Zwei Genres

Steve Binettis Leben zwischen Bildern

Er ist vor allem als Musiker bekannt und hat die Folgen prekärer kreativer Arbeit öffentlich gemacht. Jetzt zeigt Steve Binetti bereits seine dritte Ausstellung in diesem Jahr

©Steve Binetti
„Big Airplane“ ©Steve Binetti

Es kann eng werden als Künstler. Finan­ziell, aber auch räumlich. Wie bei Steve Binetti. Der wohnt seit einem Jahr auf 45 Quadratmetern in Prenzlauer Berg. Auf diesen 45 Quadratmetern lebt, schläft, kocht und isst er, sie dienen aber auch als Tonstudio und Atelier, als Proberaum und nicht zuletzt als Lager für die geschätzt 400 Bilder, die Binetti in seinem Leben gemalt hat. Unterm Bett, auf dem Schrank, überall hat er sie verstaut, erzählt er. Im wahrsten Sinne: ein Leben mit der Malerei.

Doch bekannt, man kann sogar sagen: berühmt geworden ist Binetti mit der ­Musik, mit seiner Gitarre. In den 80er-Jahren gründet er Bands, die im Ost-Berliner Underground Furore machen, er spielt mit Musikern, die später als Rammstein weltberühmt werden. Vor allem sein expressives Gitarrenspiel sticht heraus, der 1966 als Stephan Bieniek geborene Musiker wird zum „Hendrix des Ostens“. In den frühen 90er-Jahren scheint Binetti als Musiker fest etabliert. Er komponiert regelmäßig für Volksbühne, Maxim Gorki, Schillertheater und auch das Centraltheater Leipzig, er tritt als Theatermusiker auf, schauspielert sogar gelegentlich, arbeitet mit Regisseuren wie Sebastian Hartmann und Frank Castorf.

Damals beginnt Binetti zu malen. „Ich hab mir das nicht ausgesucht, da war ein Drang in mir“, erzählt er, „da musste was aus mir raus.“ Zuerst imitiert er Helden wie Jean-Baptiste Martin oder Cézanne, ­Braque und Basquiat, dann entwickelt er einen ­eigenen impulsiven, mitunter naiv wirkenden Stil. Schnell hat er kleine Ausstellungen, vieles scheint möglich, das Leben ist schnell, Berlin noch schneller. Irgendwann wird alles zu schnell. 1997, er lebt im Atelier, die Farben dampfen aus, Rotwein und Zigaretten, Tinnitus. Die Jobs werden seltener, das Geld weniger.

Existenzkrise, öffentlicht gemacht

©Christiane Hebold
Steve Binetti, fotografiert von Christiane Hebold

Binetti bringt Platten heraus, spielt Konzerte, versucht Bilder zu verkaufen. Aber der Ost-Hendrix ist nicht mehr so dringend gefragt, die Karriere als Maler hat nie richtig begonnen. Ende 2016 beschreibt Binetti in einem Facebook-Post sein existenzgefährdendes Künstlerdasein, kündigt an, die Musik aufzugeben, äußert Suizidgedanken. Es ist einer der Momente, in denen ein privates Schicksal eine größere Wahrheit sichtbar macht: Es geht Binetti wie vielen Künstlern, Musikern, Schauspielern oder Autoren. Er geht nur offener als die meisten damit um.
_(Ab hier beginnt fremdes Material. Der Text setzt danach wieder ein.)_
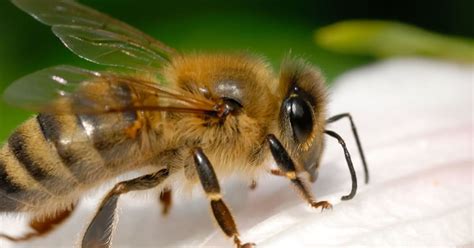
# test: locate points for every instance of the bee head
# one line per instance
(302, 113)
Es gehe ihm besser mittlerweile, erzählt Binetti. Zwei, drei Mal pro Woche schiebt er Schichten in einer Bar. Immerhin hatte er 2019 schon zwei Ausstellungen. Die erste in der Fata Morgana Galerie lief gut, ein paar Bilder gingen weg. Die zweite in der Living Gallery zog zwar Publikum, aber brachte kaum Umsatz. Nun, wieder im Fata Morgana, hofft er den Trend umzukehren.

Seine Bilder sind figürlich, obwohl sie so ähnlich entstehen wie seine Musik. Ob mit Gitarre oder den Farben, er hat keinen vorgefassten Plan. Mit der Gitarre klimpert er suchend, bis etwas entsteht, und auch zum Malen versucht er sich „dumm zu machen, um mit einem leeren Geist Farben zu setzen“. Beide Prozesse sind „ein Ertasten, Suchen und Finden und Erscheinen lassen“.

Die Ergebnisse sind keine künstlerischen Revolutionen. Aber sie spielen erfrischend leichtfertig mit der Kunst­geschichte und mit Erwartungshaltungen, zitieren schon mal unverschämt, wirken so rührselig wie selbstironisch, sind bunt und oft, trotz schwer aufgetragener Farben, witzig. Sie sind auf jeden Fall interessant genug, um nicht in einer Einzimmerwohnung einzustauben.